Diante do resultado das eleições municipais, não faltou quem, na esquerda, renegasse o status do PT como legítimo representante do campo progressista. O professor de sociologia da USP José de Souza Martins chocou o mundo ao noticiar: “O PT é um partido de direita, de tradição conservadora”.
Já Leonardo Sakamoto cravou, em 30 de outubro, que “não afirmaria que o país deu uma guinada para a direita, uma vez que nunca se conseguiu implementar por aqui um projeto social, econômico e político de esquerda.” E Dora Kramer, no Estadão, jogou a pá de cal naqueles que ainda tinham alguma ilusão de termos presenciado o fracasso de um governo de esquerda no Brasil: o PT “governou com e para a direita atrasada”, e “em momento algum o País teve a prevalência da corrente de esquerda”.
É inegável que o PSDB foi o depositário de grande parte dos votos conservadores no Brasil, tanto em 2016 quanto em 2014. Mas em 9 de novembro de 2014 Aécio Neves, então recém-derrotado, afirmou em entrevista ao Globo: “Para a direita não adianta me empurrar que eu não vou”. E que direita seria essa? A detentora de uma “agenda conservadora, antidemocrática, totalitária”, sempre nas palavras do herdeiro da família Neves.
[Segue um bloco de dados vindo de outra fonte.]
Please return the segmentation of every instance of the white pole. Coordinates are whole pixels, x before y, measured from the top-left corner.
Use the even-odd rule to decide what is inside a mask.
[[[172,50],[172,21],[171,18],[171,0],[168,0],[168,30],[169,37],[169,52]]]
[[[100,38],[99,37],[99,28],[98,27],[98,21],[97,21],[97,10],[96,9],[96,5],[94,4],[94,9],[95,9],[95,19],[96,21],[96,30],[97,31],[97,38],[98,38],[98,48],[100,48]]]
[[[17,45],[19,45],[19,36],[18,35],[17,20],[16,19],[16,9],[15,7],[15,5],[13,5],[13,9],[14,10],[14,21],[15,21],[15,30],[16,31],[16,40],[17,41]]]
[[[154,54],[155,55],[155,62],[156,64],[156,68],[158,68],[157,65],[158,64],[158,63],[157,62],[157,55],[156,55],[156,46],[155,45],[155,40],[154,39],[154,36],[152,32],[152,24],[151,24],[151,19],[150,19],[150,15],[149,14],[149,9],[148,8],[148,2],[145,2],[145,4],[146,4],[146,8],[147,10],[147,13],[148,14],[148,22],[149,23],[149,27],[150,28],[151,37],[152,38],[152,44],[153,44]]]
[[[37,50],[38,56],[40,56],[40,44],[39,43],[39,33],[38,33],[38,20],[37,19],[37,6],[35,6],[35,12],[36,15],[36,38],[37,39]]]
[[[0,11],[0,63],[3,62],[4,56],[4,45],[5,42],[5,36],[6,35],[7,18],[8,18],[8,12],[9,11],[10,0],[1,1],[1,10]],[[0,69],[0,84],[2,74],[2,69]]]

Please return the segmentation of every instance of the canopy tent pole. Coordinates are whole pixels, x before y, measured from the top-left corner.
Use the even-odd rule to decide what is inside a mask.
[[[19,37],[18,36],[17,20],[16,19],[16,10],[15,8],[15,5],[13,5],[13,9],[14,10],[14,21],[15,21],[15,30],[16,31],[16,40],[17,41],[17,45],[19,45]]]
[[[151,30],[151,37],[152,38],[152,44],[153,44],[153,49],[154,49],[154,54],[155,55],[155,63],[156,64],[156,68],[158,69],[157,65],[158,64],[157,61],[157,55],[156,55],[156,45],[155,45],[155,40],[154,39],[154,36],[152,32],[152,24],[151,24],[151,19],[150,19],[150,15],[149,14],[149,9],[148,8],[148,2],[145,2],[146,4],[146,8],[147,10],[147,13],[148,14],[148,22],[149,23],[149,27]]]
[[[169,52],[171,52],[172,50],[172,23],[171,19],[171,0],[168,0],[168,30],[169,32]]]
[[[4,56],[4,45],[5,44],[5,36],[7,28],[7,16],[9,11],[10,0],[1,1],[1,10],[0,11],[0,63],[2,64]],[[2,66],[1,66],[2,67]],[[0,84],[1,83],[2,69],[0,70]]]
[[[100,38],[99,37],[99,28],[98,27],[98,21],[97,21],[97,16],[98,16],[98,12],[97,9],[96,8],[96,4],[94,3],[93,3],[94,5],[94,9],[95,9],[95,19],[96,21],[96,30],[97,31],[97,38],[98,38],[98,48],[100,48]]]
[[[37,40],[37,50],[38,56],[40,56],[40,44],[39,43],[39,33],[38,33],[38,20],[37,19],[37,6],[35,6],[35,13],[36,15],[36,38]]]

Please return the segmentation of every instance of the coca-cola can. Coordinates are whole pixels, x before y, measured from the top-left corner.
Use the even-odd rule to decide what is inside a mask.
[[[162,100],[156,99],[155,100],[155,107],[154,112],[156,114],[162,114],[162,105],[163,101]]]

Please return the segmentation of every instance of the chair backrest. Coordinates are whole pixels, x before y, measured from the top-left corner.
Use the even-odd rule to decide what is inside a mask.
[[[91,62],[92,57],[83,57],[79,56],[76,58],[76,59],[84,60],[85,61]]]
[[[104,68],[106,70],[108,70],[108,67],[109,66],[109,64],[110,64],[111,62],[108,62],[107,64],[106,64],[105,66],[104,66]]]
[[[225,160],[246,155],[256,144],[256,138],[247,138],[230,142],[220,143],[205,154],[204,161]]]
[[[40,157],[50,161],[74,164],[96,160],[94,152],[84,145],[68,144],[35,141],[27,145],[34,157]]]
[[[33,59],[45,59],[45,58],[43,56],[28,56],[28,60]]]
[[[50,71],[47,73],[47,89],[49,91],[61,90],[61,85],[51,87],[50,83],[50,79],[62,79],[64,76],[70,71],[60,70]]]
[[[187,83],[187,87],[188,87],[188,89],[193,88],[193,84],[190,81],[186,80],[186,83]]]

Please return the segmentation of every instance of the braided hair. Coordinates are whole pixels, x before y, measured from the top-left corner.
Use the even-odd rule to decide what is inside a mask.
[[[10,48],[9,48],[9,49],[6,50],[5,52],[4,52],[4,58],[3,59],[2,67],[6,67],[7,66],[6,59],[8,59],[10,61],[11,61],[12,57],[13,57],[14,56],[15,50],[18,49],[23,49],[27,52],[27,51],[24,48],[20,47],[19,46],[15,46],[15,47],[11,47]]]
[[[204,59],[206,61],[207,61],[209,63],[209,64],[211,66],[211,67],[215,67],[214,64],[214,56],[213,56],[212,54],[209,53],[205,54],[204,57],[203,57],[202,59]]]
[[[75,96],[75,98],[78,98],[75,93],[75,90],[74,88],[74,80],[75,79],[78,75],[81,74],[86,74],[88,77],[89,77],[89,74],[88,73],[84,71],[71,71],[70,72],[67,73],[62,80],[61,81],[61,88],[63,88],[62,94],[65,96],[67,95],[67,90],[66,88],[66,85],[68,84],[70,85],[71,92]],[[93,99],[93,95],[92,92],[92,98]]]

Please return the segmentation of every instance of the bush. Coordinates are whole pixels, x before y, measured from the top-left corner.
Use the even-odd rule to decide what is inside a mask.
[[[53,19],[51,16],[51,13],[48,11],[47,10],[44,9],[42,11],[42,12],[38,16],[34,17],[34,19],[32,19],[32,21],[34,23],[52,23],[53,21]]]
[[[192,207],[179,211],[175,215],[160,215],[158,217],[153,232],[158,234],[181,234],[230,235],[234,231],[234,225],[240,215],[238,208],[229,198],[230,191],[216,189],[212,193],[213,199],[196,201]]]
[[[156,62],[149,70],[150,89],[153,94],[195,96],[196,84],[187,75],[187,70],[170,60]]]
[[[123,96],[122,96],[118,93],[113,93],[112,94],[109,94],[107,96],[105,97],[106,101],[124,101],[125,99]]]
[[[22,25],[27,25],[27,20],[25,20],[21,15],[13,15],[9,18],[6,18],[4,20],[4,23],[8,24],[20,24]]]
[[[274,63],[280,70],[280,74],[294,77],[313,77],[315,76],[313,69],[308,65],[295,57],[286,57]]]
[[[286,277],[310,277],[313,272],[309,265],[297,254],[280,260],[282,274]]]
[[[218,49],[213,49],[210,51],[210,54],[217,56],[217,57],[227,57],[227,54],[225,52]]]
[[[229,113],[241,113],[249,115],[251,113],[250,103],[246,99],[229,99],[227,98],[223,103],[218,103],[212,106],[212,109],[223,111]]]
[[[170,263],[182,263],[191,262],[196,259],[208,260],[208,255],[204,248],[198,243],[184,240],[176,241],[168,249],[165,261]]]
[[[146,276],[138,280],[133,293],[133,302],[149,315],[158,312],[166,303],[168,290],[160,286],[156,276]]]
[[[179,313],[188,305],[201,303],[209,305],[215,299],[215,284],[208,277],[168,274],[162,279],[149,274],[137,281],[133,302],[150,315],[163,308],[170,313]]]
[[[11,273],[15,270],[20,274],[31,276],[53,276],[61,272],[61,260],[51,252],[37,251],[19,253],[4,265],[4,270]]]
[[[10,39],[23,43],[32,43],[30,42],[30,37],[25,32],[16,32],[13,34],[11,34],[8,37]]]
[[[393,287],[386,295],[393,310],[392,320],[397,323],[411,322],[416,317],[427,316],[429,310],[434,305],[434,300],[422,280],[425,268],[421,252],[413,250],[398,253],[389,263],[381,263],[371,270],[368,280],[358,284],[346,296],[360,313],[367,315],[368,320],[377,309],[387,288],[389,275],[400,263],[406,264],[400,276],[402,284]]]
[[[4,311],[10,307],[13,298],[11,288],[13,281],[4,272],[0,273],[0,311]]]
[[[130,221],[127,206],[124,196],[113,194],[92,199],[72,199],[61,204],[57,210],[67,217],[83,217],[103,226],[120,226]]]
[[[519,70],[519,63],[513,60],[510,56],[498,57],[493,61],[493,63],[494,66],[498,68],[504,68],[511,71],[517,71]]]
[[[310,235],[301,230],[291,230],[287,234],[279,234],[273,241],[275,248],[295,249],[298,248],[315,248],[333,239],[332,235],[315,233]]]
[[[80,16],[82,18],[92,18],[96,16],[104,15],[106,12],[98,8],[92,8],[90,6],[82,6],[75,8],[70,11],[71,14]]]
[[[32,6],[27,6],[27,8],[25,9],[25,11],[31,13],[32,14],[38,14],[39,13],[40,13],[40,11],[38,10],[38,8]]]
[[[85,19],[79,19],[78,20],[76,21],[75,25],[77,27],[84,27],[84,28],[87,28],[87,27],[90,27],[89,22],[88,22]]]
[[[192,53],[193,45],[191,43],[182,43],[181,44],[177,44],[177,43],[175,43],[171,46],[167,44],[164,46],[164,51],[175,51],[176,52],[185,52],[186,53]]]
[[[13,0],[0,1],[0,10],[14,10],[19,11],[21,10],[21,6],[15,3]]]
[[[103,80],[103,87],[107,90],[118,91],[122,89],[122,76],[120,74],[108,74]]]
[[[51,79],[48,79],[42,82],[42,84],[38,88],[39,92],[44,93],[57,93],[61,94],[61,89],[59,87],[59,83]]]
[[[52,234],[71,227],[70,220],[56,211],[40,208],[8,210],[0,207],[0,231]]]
E Fernando Henrique Cardoso, escrevendo de Paris, publicou em 6 de novembro último artigo no Estadão intitulado “Reflexões Amargas”, em que fala em “evitar a onda direitista e reacionária” e diz que o PSDB deve reafirmar o “social de seu nome e acompanhando as transformações dos valores e da cultura, opondo-se, portanto, às ondas reacionárias não só na Europa, mas também entre nós.” Não se duvida da seriedade do cacique tucano: em São Paulo o PSDB fez o possível para sabotar seu próprio candidato à prefeitura, que falava abertamente em privatizar e diminuir sensivelmente as atribuições do setor público. Um discurso muito diferente de seus principais nomes, como Alberto Goldman, José Serra, José Aníbal e Aloísio Nunes Ferreira, que passaram boa parte de suas juventudes militando por organizações de extrema esquerda. O discurso de Dória causou tamanha ojeriza no partido “neoliberal” que Andrea Matarazzo (aliás, primo de Eduardo Suplicy) resolveu até se desligar de seus quadros pra não correr risco de contaminação ideológica.
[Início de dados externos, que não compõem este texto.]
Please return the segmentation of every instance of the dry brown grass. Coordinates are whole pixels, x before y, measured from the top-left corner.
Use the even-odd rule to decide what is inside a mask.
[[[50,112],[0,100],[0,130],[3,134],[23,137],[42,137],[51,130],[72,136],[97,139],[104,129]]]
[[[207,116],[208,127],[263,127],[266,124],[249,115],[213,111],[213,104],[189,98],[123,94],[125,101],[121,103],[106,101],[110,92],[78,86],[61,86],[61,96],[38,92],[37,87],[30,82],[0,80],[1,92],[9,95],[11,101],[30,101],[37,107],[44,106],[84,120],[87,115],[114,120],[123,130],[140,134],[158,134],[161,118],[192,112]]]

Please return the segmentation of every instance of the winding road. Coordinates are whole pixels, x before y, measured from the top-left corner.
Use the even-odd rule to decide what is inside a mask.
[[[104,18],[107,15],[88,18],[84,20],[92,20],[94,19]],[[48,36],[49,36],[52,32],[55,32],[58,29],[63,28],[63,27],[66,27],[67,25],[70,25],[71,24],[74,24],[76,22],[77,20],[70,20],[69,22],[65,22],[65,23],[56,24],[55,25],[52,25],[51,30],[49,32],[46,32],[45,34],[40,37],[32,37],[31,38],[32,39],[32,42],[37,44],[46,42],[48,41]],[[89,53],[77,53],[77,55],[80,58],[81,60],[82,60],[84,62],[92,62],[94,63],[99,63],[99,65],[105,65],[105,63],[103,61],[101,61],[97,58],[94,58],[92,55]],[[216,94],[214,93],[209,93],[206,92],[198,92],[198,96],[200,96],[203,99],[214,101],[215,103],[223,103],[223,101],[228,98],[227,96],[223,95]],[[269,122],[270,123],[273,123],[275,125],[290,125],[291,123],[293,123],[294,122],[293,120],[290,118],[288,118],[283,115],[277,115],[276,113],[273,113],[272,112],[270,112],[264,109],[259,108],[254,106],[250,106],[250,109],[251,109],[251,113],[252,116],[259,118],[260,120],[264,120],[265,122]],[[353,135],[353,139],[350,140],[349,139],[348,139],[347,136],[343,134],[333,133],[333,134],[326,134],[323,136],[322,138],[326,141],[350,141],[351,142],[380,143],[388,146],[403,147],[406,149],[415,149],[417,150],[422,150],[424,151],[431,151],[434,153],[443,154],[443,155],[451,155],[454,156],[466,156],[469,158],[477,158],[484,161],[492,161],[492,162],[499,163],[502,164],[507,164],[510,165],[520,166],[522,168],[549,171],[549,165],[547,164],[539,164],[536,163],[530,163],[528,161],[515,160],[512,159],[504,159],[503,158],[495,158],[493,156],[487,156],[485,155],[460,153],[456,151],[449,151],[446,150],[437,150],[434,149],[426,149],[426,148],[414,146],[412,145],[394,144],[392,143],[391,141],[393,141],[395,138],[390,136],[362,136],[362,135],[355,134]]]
Ficamos então numa situação sui generis: o eleitor de esquerda rejeita os partidos que se dizem de esquerda, e os partidos que são chamados “de direita” (embora, justiça seja feita, nunca tenham se proclamado dessa forma) rejeitam o eleitor de direita. E o que se vê é que políticos que tradicionalmente tentam se associar a valores de um ou de outro campo, como Marcelo Freixo e Jair Bolsonaro, não tem densidade eleitoral para ocupar cargos majoritários, seja em nível local, seja em nível nacional.
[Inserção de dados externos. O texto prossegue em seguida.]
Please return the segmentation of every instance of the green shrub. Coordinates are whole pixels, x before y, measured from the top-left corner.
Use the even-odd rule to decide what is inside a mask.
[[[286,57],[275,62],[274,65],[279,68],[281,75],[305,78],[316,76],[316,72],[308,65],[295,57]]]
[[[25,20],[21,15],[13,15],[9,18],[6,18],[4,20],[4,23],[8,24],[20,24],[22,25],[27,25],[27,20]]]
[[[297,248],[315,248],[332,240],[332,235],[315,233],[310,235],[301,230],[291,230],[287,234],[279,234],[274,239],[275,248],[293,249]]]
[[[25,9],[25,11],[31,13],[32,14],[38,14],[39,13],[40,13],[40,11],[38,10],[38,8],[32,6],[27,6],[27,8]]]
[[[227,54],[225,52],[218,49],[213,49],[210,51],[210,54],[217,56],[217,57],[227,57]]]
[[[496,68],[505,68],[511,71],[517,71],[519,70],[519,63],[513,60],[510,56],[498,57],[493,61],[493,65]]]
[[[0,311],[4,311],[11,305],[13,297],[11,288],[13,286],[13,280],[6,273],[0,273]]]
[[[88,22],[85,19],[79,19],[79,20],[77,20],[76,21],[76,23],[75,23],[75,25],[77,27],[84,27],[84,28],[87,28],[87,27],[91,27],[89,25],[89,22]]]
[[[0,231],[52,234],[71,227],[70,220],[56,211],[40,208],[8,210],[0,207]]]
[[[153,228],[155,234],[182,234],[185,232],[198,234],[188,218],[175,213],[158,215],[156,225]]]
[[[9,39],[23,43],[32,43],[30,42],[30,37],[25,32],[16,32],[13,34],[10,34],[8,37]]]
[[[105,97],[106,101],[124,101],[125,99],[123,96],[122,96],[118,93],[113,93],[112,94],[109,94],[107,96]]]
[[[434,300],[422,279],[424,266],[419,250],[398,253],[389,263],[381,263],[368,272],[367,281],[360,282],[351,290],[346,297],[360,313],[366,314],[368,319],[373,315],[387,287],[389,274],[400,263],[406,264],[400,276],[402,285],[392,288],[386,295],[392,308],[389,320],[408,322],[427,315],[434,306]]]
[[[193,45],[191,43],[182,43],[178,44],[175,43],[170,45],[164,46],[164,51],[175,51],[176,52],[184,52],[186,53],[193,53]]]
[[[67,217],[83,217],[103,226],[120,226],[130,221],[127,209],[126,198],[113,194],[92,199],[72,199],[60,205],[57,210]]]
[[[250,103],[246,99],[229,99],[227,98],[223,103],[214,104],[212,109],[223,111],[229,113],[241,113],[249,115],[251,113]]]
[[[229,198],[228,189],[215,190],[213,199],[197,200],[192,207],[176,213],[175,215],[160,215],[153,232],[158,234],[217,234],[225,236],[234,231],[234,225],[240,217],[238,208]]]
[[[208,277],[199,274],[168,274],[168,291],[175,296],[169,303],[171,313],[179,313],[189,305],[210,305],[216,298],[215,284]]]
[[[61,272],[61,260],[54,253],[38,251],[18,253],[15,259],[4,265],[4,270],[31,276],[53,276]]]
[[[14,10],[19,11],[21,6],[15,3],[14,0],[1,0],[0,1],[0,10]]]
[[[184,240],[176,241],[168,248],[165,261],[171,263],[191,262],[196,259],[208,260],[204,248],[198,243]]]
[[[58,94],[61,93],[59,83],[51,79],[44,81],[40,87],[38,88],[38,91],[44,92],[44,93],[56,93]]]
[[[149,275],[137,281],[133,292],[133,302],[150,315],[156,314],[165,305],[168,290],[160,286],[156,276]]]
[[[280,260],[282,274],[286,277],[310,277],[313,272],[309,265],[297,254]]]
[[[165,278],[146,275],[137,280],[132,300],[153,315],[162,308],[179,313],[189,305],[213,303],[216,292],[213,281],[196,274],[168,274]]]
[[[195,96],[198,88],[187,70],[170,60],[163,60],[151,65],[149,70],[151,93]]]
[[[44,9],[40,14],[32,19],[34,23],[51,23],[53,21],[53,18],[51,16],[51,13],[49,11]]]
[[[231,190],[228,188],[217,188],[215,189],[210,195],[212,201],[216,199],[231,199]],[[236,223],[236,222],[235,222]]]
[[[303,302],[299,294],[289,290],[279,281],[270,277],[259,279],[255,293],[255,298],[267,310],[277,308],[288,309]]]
A situação é (muito) mais grave para o eleitor conservador. Segunda pesquisa Datafolha de 2012, de 60% a 80% da população brasileira expressa visões de mundo conservadoras em assuntos relacionados a drogas, aborto, porte de armas e união de pessoas do mesmo sexo. Esse contingente está órfão: NENHUM partido político com representação no Congresso Nacional hoje se assume como “de direita”. O próprio Partido da Frente Liberal, que costumava carregar uma ou outra bandeira mais conservadora, mudou até de nome para se afastar do rótulo. O PSD de Gilberto Kassab, que aliás nasceu por ingerência do governo de Dilma Rousseff com o escopo de desidratar tanto o DEM (ex-PFL) quando o PMDB, lançou campanha nacional para comunicar que não seria “nem de esquerda, nem de direita”. O PSL, o único partido no Congresso que levanta a bandeira de menor participação estatal na economia (embora em outros temas suas posições sejam bastante dúbias), tem apenas um deputado federal eleito, e nenhum senador.
O brasileiro médio hoje procura desesperadamente um partido que reflita o que ele pensa do mundo.